99%はまともな本だということを理解してほしい

「地方活性化のお手本」「民間と自治体の力がうまく融合した好例」などともてはやされた武雄市図書館だが、前述の通り、今は逆風にさらされている。その中で、図書館改革の当事者である樋渡氏は何を思うのか。今回、NewsPicksの取材の申し込みに対し、武雄市内の事務所で答えた。

まず、選書問題を招いた原因を尋ねると、こう振り返った。

「オープンまでに時間がなかった。実質10カ月の準備期間しかなかった。それが一番の原因です。オープン直前になって棚からの本の落下を防止する安全対策が必要だと判明し、本を買う予算の3分の2を安全対策費に回さざるをえませんでした。

限られた予算の中で、中古本を選定する中で、あのような本が紛れ込んでしまったのは、市長だった僕の責任だと思います。本来、本好きが高じて365日開館の図書館をつくったのに、そこは肝心かなめの図書の選定に対して、行き届かなかった。僕の責任であると、反省しています」

反省の弁を口にする樋渡氏だが、関係者に累が及ぶのは忍びないといった表情で、こう語る。

「ただ、もともとあった蔵書を削って、変な本を入れたわけではない。関わってくれたスタッフは全員、本をこよなく愛する人たちです。その人たちと、どんな書架がいいか、図書館にどんな本があったらいいのか、とことん話し合った。武雄市図書館の司書の人たちも、腹を割ってくれた。

問題があるのはプラスの1万冊のうち、ごく一部です。99%はまともな本で、それを喜んでくださる市民の方たちがいらっしゃることも理解してほしい。僕の脇が甘かった部分は否めませんが」

日本の言論空間は危ないと思った

一方で、図書館問題に対する一連のメディア報道には、はっきりと異議を申し立てた。

「(オープンまでの)時間がない中で、一番意識したのは、まずはかたちにして見せるという点でした。百万回の議論を重ねるよりも、まずはかたちにして、皆さんの意見をいただきながら修正することが首長の役割ではないでしょうか。

ただ、一度のミスで死刑宣告をされたら、日本でイノベーションなんか起きなくなりますよ。新しいことにチャレンジしようとする気力がなくなります。だから市長時代、市の職員にもずっと言い続けました。成功は失敗からしか生まれない、って。だから、全力で取り組もうよって。

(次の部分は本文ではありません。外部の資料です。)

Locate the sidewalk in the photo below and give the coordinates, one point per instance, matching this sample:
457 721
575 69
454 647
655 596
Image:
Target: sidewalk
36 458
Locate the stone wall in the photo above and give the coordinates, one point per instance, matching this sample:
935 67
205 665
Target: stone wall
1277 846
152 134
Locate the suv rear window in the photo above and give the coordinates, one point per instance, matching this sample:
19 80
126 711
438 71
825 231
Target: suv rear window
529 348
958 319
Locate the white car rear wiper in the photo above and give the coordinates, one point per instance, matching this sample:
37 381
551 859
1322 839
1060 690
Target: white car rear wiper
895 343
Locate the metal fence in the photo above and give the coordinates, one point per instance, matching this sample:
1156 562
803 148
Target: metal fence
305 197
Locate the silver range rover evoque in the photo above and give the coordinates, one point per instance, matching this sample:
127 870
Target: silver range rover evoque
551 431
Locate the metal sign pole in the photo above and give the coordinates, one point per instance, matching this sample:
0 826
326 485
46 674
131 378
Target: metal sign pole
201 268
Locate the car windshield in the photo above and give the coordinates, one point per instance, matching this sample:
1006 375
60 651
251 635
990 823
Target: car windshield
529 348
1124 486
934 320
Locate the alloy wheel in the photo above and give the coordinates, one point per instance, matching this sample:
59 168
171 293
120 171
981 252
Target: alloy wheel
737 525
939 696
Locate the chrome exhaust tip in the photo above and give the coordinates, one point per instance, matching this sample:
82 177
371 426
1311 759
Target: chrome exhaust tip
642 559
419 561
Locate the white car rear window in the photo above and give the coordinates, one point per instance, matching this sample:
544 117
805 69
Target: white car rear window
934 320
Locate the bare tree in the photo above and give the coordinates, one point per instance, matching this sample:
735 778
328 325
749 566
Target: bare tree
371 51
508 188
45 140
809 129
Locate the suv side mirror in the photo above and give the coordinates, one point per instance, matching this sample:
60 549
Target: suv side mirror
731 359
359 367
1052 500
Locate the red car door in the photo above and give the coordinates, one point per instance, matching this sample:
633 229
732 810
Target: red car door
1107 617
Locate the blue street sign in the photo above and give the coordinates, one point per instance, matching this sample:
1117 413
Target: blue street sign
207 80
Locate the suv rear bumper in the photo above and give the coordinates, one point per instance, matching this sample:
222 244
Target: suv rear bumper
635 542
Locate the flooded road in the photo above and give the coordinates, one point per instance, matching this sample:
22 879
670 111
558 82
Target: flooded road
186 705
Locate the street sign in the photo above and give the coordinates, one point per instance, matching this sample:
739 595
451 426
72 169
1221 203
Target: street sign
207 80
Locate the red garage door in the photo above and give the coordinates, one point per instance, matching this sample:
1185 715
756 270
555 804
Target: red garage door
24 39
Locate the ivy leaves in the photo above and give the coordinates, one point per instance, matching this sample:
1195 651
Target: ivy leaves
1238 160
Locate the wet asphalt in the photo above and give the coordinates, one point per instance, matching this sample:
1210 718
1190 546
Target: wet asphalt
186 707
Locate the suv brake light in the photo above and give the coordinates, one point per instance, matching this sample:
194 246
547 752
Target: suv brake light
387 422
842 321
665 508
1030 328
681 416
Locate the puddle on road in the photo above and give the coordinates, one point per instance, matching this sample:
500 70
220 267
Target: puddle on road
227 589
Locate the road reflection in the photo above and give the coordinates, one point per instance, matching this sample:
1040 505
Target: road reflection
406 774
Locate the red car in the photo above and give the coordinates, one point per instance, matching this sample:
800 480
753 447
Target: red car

武雄市図書館のリニューアル当時は、私もCCCも、こんな誰も見たことがない図書館への取り組みは初めてでした。その分、何か間違いが起きたら、迅速に修正しようとしていたんです。新しいことを始めるときには、完成形よりも修正形のほうが重要なんです。

いまは、それすら否定する言説がまかり通っている。世の中に100%正しいことも、100%間違っていることもないんです。ジャーナリスト時代の石橋湛山が言ったようにそんな両極端な世論を中庸にもっていくのがメディアの役割だけど、メディアが率先して、白と黒に切り分けようとしている。日本の言論空間は危ないと思いました」

取材は武雄市内にある樋渡氏の事務所で行われた

取材は武雄市内にある樋渡氏の事務所で行われた

人は、見えるものでしか判断できない

ただ、選書問題が顕在化して以降、「TSUTAYA図書館」には確実に逆風が吹き始め、それが小牧市の「反対多数」につながったのは間違いない。小牧市の住民投票への見解について尋ねると、樋渡氏はあきらめ顔で、「人は見えるものでしか判断できない」とつぶやいた。

「(小牧市の結果は)仕方ないと思います。官民図書館は、これまでなかった挑戦ですし、図書館が地域に根づいたものである以上、さまざまなかたちが合っていいと思う。CCCと組んだTSUTAYA図書館は、ひとつの新たな可能性だと思っています。それがすべてではありません。しかし、それが地域文化に寄与すると思う自治体は、取り入れればいい。そうでなくても、図書文化の在り方は、自由だと思う。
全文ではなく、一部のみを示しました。